SUPER LUXURY: Opulent hotels are relatively affordable.
SUPER LUXURY: Opulent hotels are relatively affordable. Contributed

Fabulous food and scenery on the road in Portugal

THERE are many good reasons why more Australians are discovering Portugal.

Far from the madding crowds of France and Italy, Portugal has a relaxed vibe and friendly people whose historical alliances with England mean English is widely spoken. Beautiful beaches and inland scenery, excellent food and wine combined with history and culture make the country one of Europe's most appealing.

Accessibility has improved thanks to Emirates one-stop flights from Australian cities to the capital, Lisbon.

There are many ways you can enjoy Europe's best-kept secret - guided tours, private tours and packages - but as we experienced recently, self-driving is the way to go. Even with left-hand drive, it's easier than other European countries because the roads are good, and not as busy as Spain or France.

Self-driving has many advantages. Your time is flexible and you can dally longer at places you enjoy. One of the biggest benefits is to plan your own accommodation at super-luxury, yet relatively inexpensive hotels and resorts called Pousadas which are dotted around Portugal.

These restored palaces, castles, monasteries and convents combine history and architecture with modern facilities.

 

The cuisine, a Portuguese drawcard.
The cuisine, a Portuguese drawcard. Contributed

In the central region of Alentejo, we stayed at several Pousadas which also boast some of the region's finest cuisine. Here are a few examples:

* Pousada Mosteiro de Crato... a castle/monastery/palace at different times in its history. Today, it shows what can be done to transform a crumbling ruin into a luxury resort with creative modern architecture and engineering, whilst retaining much of the original exterior including the church tower and ceilings in the cloister. There's a large pool for those hot summer days (sometimes over 40°), a fine restaurant and rooms with every modern convenience.

* Pousada Convento de Vila Vicosa... a restored convent with large guest rooms and bathrooms. The poetic transcriptions around the hotel add a literary flavour, but a more visual experience awaits just next door at the palatial Paco Ducal (Ducal Palace) of the Braganza family who ruled Portugal from 1640 until the proclamation of the Republic in 1910. The palace and museum is a treasure trove of history.

* Pousada Castelo de Estremoz... a towering castle-like palace overlooking the busy market town of Estremoz. Here, we're lucky to arrive on market day (Saturday) in time to watch the passing parade of farmers, housewives and typical groups of men who gather for their weekly social. Secret men's business, indeed.
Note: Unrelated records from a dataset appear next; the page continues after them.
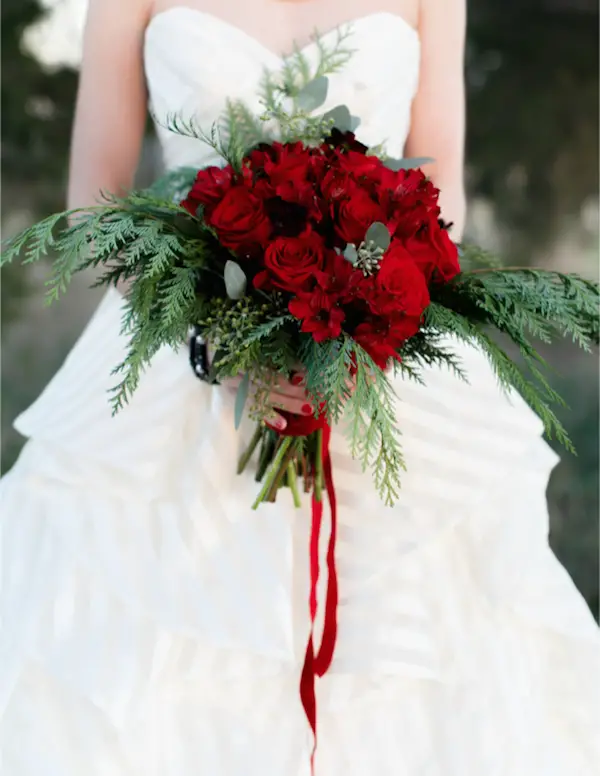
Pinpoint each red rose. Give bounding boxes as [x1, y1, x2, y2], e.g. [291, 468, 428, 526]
[321, 167, 358, 203]
[404, 218, 460, 282]
[288, 288, 346, 342]
[335, 188, 385, 245]
[337, 151, 383, 180]
[322, 127, 369, 154]
[381, 170, 440, 237]
[353, 316, 419, 370]
[181, 166, 233, 215]
[264, 232, 324, 292]
[367, 242, 429, 318]
[206, 186, 271, 250]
* Pousada Castelo de Alcacer... an ancient castle which reigns supremely over the town and river flats where rice is still grown.

Here we spend two nights enjoying the luxury of the hotel as well as the waterfront cafes and bars... and trying another version of Portugal's national dish bacalhau (codfish) which we find irresistible together with the fresh local wines.

In Alentejo, these are just a few of the many delights that await Australians who like to drive, enjoy some history, love their food and wine and, most of all, are not averse to a modicum of affordable luxury.